Question

For what value of $n$ is\[\left| {n - 1} \right| + 1\] equal to $0$?
(A) $0$ (B) $1$ (C) $2$ (D) There is no such value of $n$

Answer 1

Hint-For each non-negative value of$x$ , $f(x)$ is equal to the positive value of $x$. But for negative values of $x$, $f(x)$ is equal to negative value of $x$.
There is a concept of critical values that we need to understand when using mod function. Critical values are the value where our expression inside the mod becomes equal to $0$. It is the point where our modulus function changes its nature. As for $f(x) = \left| x \right|$, the function changes its nature from $ - x$ to $x$ as we reach at point $x = 0$.

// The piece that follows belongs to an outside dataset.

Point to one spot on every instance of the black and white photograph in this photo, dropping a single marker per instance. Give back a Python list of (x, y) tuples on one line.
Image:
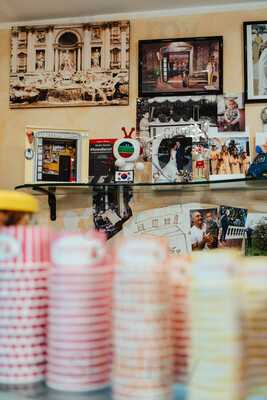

Complete step by step solution-
Let $f(n) = \left| {n - 1} \right| + 1$
We have to find the value of $n$, for which $f(n) = 0$.
First we have to find Critical value and for that expression inside the mod should be equal to zero.
$\therefore n - 1 = 0$
$ \Rightarrow n = 1$ (Critical value)
Now, we will have two cases,
1.$n < 1$
$\therefore \left| {n - 1} \right| = - (n - 1)$
$f(n) = 0$
$ \Rightarrow - (n - 1) + 1 = 0$
$ \Rightarrow - n + 2 = 0$
$ \Rightarrow n = 2$
Here $n = 2$ which is greater than one and it is not possible in this case.
2.$n \ge 1$
$\therefore \left| {n - 1} \right| = (n - 1)$
$f(n) = 0$
$ \Rightarrow (n - 1) + 1 = 0$
$ \Rightarrow n = 0$
Here $n = 0$ which is less than one and it is not possible in this case.
Hence there is no such value of n for which $f(n) = \left| {n - 1} \right| + 1$will be equal to$0$.
Answer-(D)

Note: Here we have two cases as there is only one critical value i.e. $1$. If we will have more than one critical point, our cases may increase and then we need to open mod carefully with positive or negative sign depending upon the value inside the mod.